Anguish for the invaded homeland led to the creation of Pen League (Al-Rabitah al-Qalamiyyah) along with other Lebanese exiles, in collaboration with whom he fostered the rebirth of Arabic literature and the creation of Greater Lebanon in 1920.

The philosophical quest in the most essential matters of humankind is the theme of his major works: Music (1905), The Madman (1918), and The Prophet (1923), along with Spirits Rebellious (1908),The Broken Wings (1912), Tears and Laughter (1914), The Procession (1918), The Forerunner (1920), The Storm (1920), Sand and Foam (1926), Jesus the Son of Man (1928), and the last work published during his lifetime, which appeared in the year of his death, Earth Gods (1931). Posthumous publications include The Wanderer (1932), The Garden of the Prophet (1933), Nymphs of the Valley (1948), and the Voice of the Master (1959). Emotion and reason combine with words that offer new messages through multiple readings.

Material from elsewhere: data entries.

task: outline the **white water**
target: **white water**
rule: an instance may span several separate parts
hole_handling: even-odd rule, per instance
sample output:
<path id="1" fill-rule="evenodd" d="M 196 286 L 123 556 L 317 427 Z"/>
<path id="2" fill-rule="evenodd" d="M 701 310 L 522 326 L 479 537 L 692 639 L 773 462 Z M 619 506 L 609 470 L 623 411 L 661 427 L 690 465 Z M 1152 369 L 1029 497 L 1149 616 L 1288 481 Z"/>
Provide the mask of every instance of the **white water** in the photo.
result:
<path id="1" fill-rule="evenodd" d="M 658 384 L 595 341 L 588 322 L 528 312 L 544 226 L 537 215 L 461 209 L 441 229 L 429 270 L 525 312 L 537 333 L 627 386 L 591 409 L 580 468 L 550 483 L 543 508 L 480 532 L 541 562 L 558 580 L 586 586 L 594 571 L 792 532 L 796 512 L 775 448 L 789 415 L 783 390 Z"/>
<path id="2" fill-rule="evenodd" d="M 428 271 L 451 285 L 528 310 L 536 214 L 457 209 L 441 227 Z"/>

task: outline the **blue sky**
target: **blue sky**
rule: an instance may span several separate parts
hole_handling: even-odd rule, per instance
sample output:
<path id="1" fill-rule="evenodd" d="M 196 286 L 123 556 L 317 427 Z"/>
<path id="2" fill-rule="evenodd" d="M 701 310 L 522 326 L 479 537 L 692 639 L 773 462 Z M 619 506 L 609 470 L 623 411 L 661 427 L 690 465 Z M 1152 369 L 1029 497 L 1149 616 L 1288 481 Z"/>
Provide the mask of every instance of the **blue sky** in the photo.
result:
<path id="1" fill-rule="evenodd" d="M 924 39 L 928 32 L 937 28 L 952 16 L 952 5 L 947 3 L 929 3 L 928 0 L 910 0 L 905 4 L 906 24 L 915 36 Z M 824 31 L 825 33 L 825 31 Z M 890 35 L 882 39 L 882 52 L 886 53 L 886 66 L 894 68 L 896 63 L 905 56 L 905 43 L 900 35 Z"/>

Gibran also explored the world of painting and drawing, from his first works, exhibited in Boston in 1904, to the oils executed during his stay in Paris (1908-1910), in which the theme of the man and woman occupied his attention.

The collection in Museo Soumaya. Fundación Carlos Slim, which includes oils, drawings, self-portraits, photographs, sketches, manuscripts, first editions, typescripts from the Alfred A. Knopf publishing house, and personal objects, casts new light on his philosophical thought and literary work. There are also glimpses of the illnesses and deaths of his parents, of his half-brother Boutros and his sister Sultana, and of various friends, as well as of his own, finally, in New York City, from where he returned to Mar Sarkis in Bsharri, Lebanon, the site now of a museum that bears his name.

The work of Gibran is full of wisdom and mysticism. The Prophet, translated into more than forty languages, has been a bedside book for countless readers. With his heart rooted in Lebanon… his voice embraces the world.